All’ultimo G20 è stato lanciato in modo chiaro e perentorio, l’allarme sulla
attuale situazione della Cina, vista quale elemento di forte destabilizzazione e
rallentamento dell’economia mondiale. Ad aggravare l’intera situazione il
fatto che la Cina rappresenta, al pari della Germania e del Giappone, uno di
quei paesi la cui bilancia commerciale era sinora squilibrata tutta in direzione
delle esportazioni e che, al fine di un riequilibrio degli equilibri commerciali
globali, aveva dovuto incentivare il proprio mercato interno attraverso un
aumento delle importazioni. Ora i dazi promossi, oltrechè quelli prospettati,
dall’amministrazione Trump, altro non hanno fatto che mettere in risalto una
situazione preesistente.
Non sono chiaramente mancati i soliti e coccodrilleschi consigli FMI, tutti
imperniati su una fantomatica “armonizzazione” delle politiche monetarie,
basata su una certa asimmetria di queste, per cui i Paesi del Terzo Mondo
bene farebbero a svalutare le proprie divise, al fine di favorire le proprie
esportazioni, mentre gli occidentali (UE in particolare...) dovrebbero
procedere con più cautela, per non compromettere i propri delicati equilibri
geoeconomici. Il tutto all’insegna della cantilena demonizzatrice di qualunque
forma di protezionismo delle singole economie nazionali, vista dai “commis”

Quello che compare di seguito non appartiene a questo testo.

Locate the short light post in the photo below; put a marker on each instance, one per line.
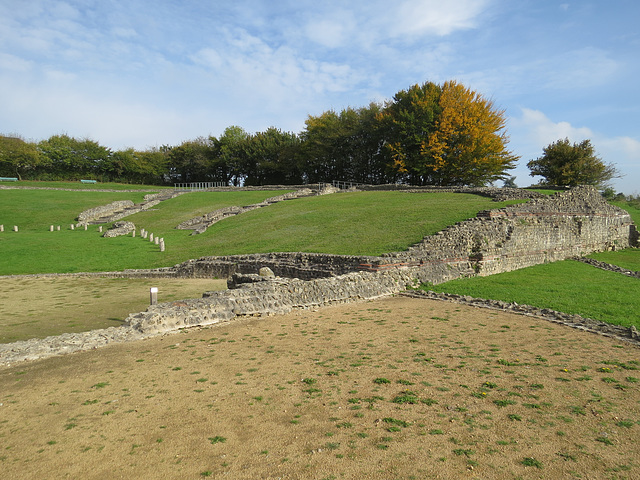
(153, 291)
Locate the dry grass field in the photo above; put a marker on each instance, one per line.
(396, 388)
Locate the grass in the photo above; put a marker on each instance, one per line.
(84, 186)
(628, 258)
(360, 223)
(567, 286)
(39, 307)
(246, 430)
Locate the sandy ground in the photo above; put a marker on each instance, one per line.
(396, 388)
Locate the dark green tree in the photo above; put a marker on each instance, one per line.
(70, 158)
(18, 157)
(271, 157)
(563, 163)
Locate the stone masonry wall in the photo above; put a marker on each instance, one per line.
(278, 296)
(564, 225)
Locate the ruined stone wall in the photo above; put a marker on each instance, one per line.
(551, 228)
(304, 266)
(278, 296)
(573, 223)
(103, 210)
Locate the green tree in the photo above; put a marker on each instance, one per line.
(407, 121)
(70, 158)
(344, 146)
(446, 135)
(18, 157)
(563, 163)
(229, 154)
(191, 160)
(271, 158)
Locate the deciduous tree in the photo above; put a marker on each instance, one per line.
(563, 163)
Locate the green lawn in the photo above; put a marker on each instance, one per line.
(360, 223)
(83, 186)
(568, 286)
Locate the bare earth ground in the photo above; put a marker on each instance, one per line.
(397, 388)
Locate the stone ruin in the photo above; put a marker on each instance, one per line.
(546, 229)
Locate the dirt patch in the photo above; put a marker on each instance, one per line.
(36, 307)
(396, 388)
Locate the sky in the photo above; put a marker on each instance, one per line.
(140, 73)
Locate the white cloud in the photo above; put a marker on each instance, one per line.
(333, 31)
(543, 131)
(435, 17)
(533, 131)
(13, 63)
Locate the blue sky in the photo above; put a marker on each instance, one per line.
(138, 73)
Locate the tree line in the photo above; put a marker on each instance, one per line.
(428, 134)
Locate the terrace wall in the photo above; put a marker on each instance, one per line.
(572, 223)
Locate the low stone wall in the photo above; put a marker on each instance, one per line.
(104, 210)
(201, 223)
(275, 295)
(628, 334)
(305, 266)
(119, 229)
(571, 223)
(564, 225)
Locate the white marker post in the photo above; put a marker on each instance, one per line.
(154, 295)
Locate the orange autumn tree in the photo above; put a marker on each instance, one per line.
(447, 135)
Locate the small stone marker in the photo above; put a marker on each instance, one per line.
(266, 272)
(153, 293)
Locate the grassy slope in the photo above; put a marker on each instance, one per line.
(83, 186)
(348, 223)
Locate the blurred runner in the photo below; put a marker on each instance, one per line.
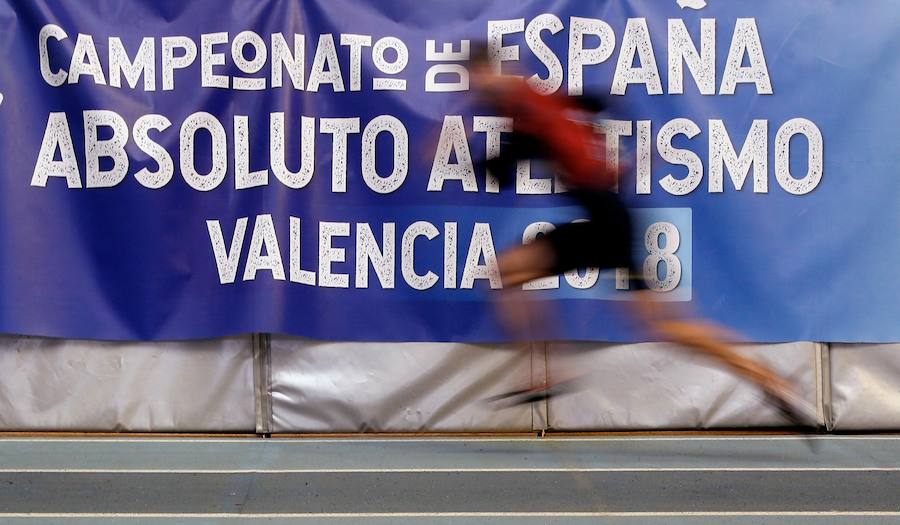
(558, 129)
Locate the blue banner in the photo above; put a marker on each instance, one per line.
(173, 170)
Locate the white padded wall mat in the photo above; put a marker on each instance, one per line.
(397, 387)
(660, 386)
(66, 385)
(865, 386)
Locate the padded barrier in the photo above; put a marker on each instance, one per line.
(865, 386)
(286, 384)
(655, 385)
(397, 387)
(66, 385)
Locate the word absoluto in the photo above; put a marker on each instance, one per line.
(279, 61)
(335, 239)
(452, 162)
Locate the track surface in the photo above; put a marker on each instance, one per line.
(622, 480)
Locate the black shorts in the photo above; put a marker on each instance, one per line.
(603, 241)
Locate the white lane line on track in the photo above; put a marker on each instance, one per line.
(338, 441)
(438, 470)
(454, 514)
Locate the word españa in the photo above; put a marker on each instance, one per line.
(452, 162)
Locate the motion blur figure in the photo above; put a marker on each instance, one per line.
(557, 129)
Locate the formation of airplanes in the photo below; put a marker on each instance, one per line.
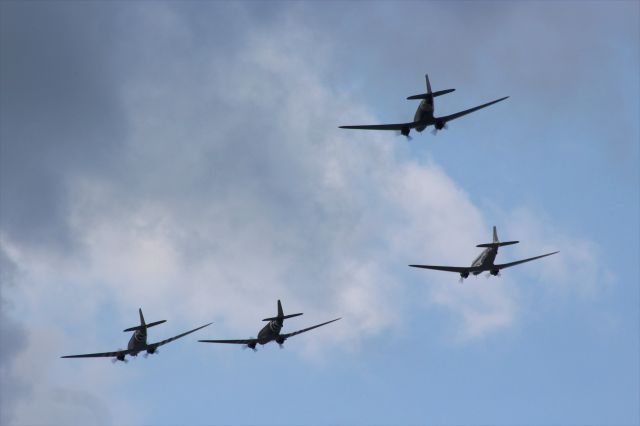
(271, 332)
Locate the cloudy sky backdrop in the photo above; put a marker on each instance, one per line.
(186, 158)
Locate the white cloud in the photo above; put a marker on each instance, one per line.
(236, 189)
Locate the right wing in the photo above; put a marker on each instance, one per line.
(447, 118)
(517, 262)
(100, 354)
(287, 335)
(171, 339)
(236, 342)
(398, 126)
(458, 269)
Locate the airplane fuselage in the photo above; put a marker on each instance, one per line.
(424, 114)
(485, 260)
(270, 332)
(138, 342)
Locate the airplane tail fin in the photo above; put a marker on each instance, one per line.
(434, 94)
(496, 242)
(281, 316)
(143, 325)
(430, 94)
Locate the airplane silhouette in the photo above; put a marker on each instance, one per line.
(270, 332)
(424, 114)
(137, 343)
(484, 262)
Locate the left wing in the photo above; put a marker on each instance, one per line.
(235, 342)
(468, 111)
(171, 339)
(458, 269)
(287, 335)
(398, 126)
(100, 354)
(517, 262)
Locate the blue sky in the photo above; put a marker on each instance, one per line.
(186, 158)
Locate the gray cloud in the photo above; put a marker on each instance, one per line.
(192, 153)
(59, 114)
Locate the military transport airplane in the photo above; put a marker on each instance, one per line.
(424, 114)
(271, 331)
(137, 343)
(484, 262)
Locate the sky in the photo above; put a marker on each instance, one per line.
(185, 158)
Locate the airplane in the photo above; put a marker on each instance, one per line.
(270, 332)
(137, 343)
(484, 262)
(424, 114)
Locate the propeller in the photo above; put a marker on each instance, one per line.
(252, 348)
(115, 359)
(399, 133)
(435, 129)
(146, 354)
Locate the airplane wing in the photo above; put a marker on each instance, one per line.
(398, 126)
(236, 342)
(171, 339)
(287, 335)
(447, 118)
(458, 269)
(100, 354)
(507, 265)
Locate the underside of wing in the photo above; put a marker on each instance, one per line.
(171, 339)
(99, 355)
(398, 126)
(518, 262)
(468, 111)
(287, 335)
(458, 269)
(235, 342)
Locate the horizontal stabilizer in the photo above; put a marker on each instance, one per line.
(282, 317)
(143, 327)
(434, 94)
(506, 243)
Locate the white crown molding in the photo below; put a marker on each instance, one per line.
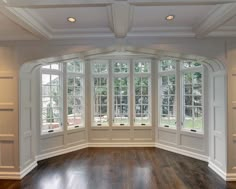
(86, 3)
(216, 18)
(120, 17)
(22, 18)
(225, 31)
(161, 32)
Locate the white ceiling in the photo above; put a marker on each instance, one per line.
(35, 20)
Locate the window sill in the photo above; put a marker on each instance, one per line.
(56, 132)
(74, 129)
(122, 127)
(187, 131)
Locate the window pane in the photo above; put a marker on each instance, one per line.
(120, 66)
(100, 67)
(142, 66)
(167, 65)
(100, 99)
(190, 64)
(51, 105)
(168, 100)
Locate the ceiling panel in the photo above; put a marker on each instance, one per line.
(87, 17)
(155, 16)
(231, 22)
(11, 31)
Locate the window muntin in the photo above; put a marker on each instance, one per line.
(100, 92)
(121, 100)
(167, 65)
(120, 105)
(168, 101)
(75, 94)
(51, 99)
(100, 100)
(74, 66)
(167, 93)
(142, 91)
(193, 100)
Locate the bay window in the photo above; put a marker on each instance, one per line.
(75, 94)
(121, 94)
(100, 93)
(192, 79)
(168, 98)
(142, 91)
(51, 98)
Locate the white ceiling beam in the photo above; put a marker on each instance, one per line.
(23, 19)
(178, 2)
(120, 16)
(216, 18)
(56, 3)
(96, 3)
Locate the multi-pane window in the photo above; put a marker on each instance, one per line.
(100, 93)
(120, 92)
(142, 91)
(168, 100)
(51, 98)
(192, 96)
(75, 94)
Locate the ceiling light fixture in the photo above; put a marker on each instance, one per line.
(170, 17)
(71, 19)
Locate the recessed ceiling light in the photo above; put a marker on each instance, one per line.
(170, 17)
(71, 19)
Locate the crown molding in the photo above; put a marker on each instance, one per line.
(120, 17)
(226, 31)
(161, 32)
(86, 3)
(22, 18)
(216, 18)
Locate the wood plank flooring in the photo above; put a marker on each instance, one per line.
(120, 168)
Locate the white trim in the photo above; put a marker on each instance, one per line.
(145, 144)
(230, 177)
(218, 171)
(10, 175)
(61, 151)
(28, 169)
(182, 152)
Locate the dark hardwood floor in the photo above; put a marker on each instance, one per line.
(120, 168)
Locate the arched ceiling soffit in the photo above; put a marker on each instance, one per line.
(212, 64)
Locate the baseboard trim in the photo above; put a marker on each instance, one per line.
(217, 170)
(182, 152)
(61, 152)
(231, 177)
(104, 145)
(29, 168)
(10, 175)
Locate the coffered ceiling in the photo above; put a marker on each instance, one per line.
(47, 20)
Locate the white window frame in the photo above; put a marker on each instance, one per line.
(99, 75)
(58, 72)
(182, 100)
(120, 75)
(160, 75)
(82, 78)
(149, 76)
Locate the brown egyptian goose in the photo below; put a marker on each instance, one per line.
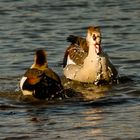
(41, 81)
(85, 60)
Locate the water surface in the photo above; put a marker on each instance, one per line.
(112, 111)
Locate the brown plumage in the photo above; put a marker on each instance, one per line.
(41, 81)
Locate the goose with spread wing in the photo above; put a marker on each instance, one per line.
(85, 60)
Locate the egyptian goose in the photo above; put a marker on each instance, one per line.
(41, 81)
(85, 60)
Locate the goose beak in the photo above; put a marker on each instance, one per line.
(97, 49)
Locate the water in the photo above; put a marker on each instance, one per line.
(111, 112)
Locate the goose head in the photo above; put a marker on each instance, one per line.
(94, 38)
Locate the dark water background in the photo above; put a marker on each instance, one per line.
(26, 25)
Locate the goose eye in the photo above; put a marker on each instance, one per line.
(94, 37)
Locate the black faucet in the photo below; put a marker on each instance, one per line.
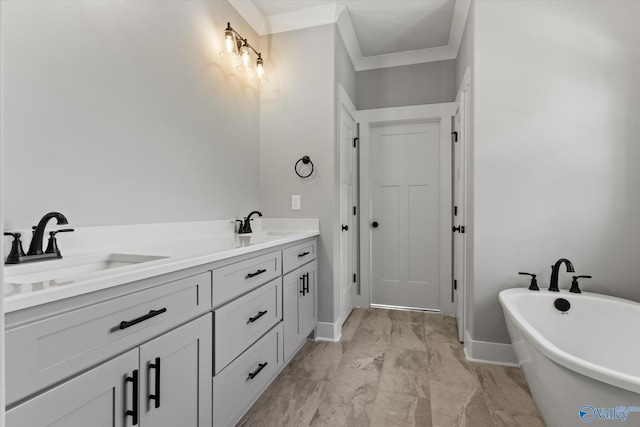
(245, 227)
(35, 253)
(553, 285)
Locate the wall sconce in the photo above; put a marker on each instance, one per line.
(236, 47)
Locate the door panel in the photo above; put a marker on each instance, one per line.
(185, 359)
(99, 397)
(348, 232)
(405, 198)
(460, 124)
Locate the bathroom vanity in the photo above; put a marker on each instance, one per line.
(183, 339)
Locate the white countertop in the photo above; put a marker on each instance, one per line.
(176, 255)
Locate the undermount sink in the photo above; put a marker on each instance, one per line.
(71, 269)
(279, 232)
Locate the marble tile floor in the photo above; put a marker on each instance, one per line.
(393, 368)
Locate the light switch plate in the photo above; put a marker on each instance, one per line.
(295, 202)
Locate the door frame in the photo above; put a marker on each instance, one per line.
(440, 113)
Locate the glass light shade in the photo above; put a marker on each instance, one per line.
(246, 59)
(260, 76)
(230, 45)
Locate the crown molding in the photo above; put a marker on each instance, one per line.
(334, 13)
(304, 18)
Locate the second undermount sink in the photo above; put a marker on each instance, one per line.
(71, 269)
(280, 233)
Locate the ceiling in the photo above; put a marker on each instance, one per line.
(377, 33)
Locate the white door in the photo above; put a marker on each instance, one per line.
(460, 138)
(458, 224)
(348, 223)
(405, 212)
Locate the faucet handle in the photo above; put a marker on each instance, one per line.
(64, 230)
(534, 282)
(52, 245)
(16, 248)
(574, 284)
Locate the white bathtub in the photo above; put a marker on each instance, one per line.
(582, 365)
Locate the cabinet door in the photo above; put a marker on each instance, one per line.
(291, 293)
(176, 370)
(95, 398)
(308, 314)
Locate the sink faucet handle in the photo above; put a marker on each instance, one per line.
(574, 284)
(533, 286)
(52, 245)
(64, 230)
(16, 248)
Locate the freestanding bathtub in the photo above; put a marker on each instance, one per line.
(582, 364)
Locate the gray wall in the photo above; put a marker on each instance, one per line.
(555, 148)
(121, 112)
(298, 118)
(428, 83)
(345, 72)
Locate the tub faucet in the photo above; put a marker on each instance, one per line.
(553, 285)
(245, 227)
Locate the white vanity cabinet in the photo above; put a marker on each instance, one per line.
(299, 302)
(194, 347)
(161, 383)
(141, 357)
(258, 331)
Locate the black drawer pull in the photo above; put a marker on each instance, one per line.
(156, 396)
(253, 374)
(133, 412)
(153, 313)
(257, 316)
(250, 275)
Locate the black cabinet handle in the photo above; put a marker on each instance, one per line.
(153, 313)
(257, 316)
(253, 374)
(156, 396)
(133, 412)
(250, 275)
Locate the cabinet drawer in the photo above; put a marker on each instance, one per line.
(240, 383)
(298, 255)
(236, 279)
(244, 320)
(42, 353)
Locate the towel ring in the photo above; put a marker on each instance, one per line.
(305, 161)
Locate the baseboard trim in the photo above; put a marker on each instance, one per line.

del FMI come il fumo negli occhi.
Consigli ed ammonimenti proferiti quasi a voler esorcizzare l’ultima levata di
scudi del Presidente Usa Trump, contro l’aumento del costo del denaro,
varato dalla Federal Reserve e foriero di non pochi problemi alla crescita
interna degli Usa. Un evento questo, che ha visto per la prima volta, forse, un
presidente Usa schierarsi in modo così aperto e duro contro un
provvedimento di una delle massime istituzioni finanziarie pubbliche
mondiali. Il che ci porta ad una riflessione, che travalica gli angusti tecnicismi
della macroeconomia.
La progressiva e sinora inarrestabile tendenza alla finanziarizzazione delle
economie di mezzo mondo, accompagnata da quella ad emettere
pervasivamente, urbi et orbi, senza limiti e confini, titoli a cui non
corrisponda un valore reale, contagiando le economie sane con la mania di
scommesse virtuali, foriere di ricorrenti e violente crisi economiche e
finanziarie, comincia a mostrare i propri limiti ed a trovare delle voci di
dissenso, anche nei piani alti della politica e del mondo dell’economia. Se,
inizialmente, questo dissenso, aveva preso corpo in singole individualità
legate al mondo della teoria economica ed in altrettanto singole individualità
politiche, spesso relegate ad un ruolo marginale e talvolta demonizzato, in
ambito internazionale, da un po’ di tempo a questa parte, le cose sembrano
aver preso una piega differente.
Un serpeggiante malcontento ha preso piede nelle più avanzate nazioni del
mondo industrializzato, Europa ed Usa in testa. Ingenerato questo, da
politiche neoliberiste incentrate su un mix di consistenti tagli alle spese
sociali, fiscalità oppressive, carovita e crescente disoccupazione,
accompagnate da una politica di incentivazione del fenomeno “migratorio”, al
fine di sostituire i ceti lavorativi delle singole nazioni, con una massa amorfa
di diseredati provenienti dalle aree più povere del Pianeta, dal costo
infinitamente minore e totalmente sfornite di quella attitudine alla
rivendicazione dei diritti inerenti alle condizioni del lavoro. Il tutto, non senza
l’aggiunta della sciagurata pratica della delocalizzazione che permette di
trasferire intere attività fuori dai propri confini nazionali, al fine di produrre
a costi molto più economici, grazie ad una mano d’opera a costo infinitamente
minore. Il tutto, a detrimento di quei ceti lavorativi che, ad oggi, rischiano di
trovarsi repentinamente privati dei propri posti di lavoro, senza poter nulla
dire o fare, se non constatare l’avvenuta chiusura dell’attività.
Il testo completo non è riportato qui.